When a person mentions quidditch, they’re most likely talking about something they saw in a Harry Potter movie, read in a Harry Potter book, or the Harry Potter: Quidditch World Cup video game. On the other hand, they might be talking about the real life Quidditch World Cup which is being held for the sixth time this coming April.
Wait, quidditch is a real sport? And it’s going on its seventh year of existence? Yes, it’s very real and its governing body, the International Quidditch Association, just wrapped up two large events in the past week in the form of an international “Olympic” exhibition in Oxford and QuidCon Chicago. But before we delve into where quidditch is at and where it’s headed, let’s give some background on the sport.
Quidditch: From Fantasy to Reality
Quidditch started in 2005 when Middlebury College student Xander Manshel designed the rules for real-life quidditch and held the first game at Middlebury between Middlebury students. Manshel was initially hesitant about getting fourteen people to play, but more than thirty students showed up and it took off from there. But how did a fantasy sport that involves flying on brooms become a reality?
Well, the rules are a bit different. In the Harry Potter books, the game is a seven-on-seven spectacular with four positions, all flying on brooms. Three “chasers”, who are similar to strikers in soccer, try to score the “quaffle” (a red ball with four large dimples for gripping) into one of three hoops for ten points. There is the “keeper”, who is similar most similar to a goalkeeper in soccer, with the objective of stopping opponents from scoring. Each team then has two “beaters”, players who carry around wooden bats to deflect two magical iron balls called “bludgers”, enchanted to hit players off brooms, from their teammates and in the direction of opponents. Then there is finally the seeker, who chases after a walnut sized golden ball with wings called a snitch which when caught both ends the game and awards the team who caught it one hundred and fifty points.

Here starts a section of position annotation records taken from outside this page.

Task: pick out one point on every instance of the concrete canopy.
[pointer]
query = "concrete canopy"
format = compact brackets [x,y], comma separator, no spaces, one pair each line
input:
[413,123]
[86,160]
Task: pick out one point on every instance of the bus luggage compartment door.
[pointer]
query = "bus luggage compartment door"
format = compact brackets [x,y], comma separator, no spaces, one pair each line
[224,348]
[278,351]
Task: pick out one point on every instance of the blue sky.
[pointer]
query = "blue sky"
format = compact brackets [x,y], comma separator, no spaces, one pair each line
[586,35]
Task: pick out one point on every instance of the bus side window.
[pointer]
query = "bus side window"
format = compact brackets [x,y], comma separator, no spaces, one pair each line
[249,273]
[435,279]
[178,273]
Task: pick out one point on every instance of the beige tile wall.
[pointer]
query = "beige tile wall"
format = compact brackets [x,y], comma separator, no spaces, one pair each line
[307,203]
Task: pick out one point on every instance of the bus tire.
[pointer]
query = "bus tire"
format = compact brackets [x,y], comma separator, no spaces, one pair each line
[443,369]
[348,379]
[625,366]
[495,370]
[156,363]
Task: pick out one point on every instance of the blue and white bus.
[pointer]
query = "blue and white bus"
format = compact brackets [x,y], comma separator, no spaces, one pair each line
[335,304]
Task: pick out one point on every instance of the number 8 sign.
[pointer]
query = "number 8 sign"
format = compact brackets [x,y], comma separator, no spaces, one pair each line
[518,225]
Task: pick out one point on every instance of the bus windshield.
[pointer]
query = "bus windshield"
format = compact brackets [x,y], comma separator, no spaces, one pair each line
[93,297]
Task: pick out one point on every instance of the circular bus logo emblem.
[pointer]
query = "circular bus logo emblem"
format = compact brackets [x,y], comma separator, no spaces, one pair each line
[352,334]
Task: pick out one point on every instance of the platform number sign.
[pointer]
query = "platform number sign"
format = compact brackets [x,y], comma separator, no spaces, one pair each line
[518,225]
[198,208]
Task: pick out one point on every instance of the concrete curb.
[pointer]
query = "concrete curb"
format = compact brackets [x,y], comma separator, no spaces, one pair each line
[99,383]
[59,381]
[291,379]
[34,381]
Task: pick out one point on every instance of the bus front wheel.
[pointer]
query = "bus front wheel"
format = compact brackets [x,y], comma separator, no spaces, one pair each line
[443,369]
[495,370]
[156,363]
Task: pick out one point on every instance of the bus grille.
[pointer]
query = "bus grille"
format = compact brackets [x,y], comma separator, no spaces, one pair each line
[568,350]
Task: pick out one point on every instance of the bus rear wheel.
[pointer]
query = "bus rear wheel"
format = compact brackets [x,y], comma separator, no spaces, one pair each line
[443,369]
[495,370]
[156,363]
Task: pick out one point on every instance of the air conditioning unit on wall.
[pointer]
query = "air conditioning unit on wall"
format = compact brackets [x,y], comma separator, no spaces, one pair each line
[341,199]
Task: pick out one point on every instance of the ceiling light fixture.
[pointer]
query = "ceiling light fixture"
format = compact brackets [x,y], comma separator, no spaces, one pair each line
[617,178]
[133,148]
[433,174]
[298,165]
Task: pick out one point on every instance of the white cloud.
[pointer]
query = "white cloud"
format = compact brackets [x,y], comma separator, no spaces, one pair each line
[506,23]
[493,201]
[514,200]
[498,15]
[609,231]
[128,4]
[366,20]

How in the hell did Manshel and his friends adapt this sport for real life? That’s exactly what I said when I read this ESPN article three years ago. Well, they decided to keep the brooms – players had to hold them between their legs with a hand or with their thighs. If they drop it, they have to run back to behind their hoops to reenter play. The quaffle became a volleyball, but chasers still have to score it and keepers still have to protect three hoops of varying heights. The beaters now throw the two bludgers, which became three dodge balls, at opposing players, who if it have to run back to behind their hoops.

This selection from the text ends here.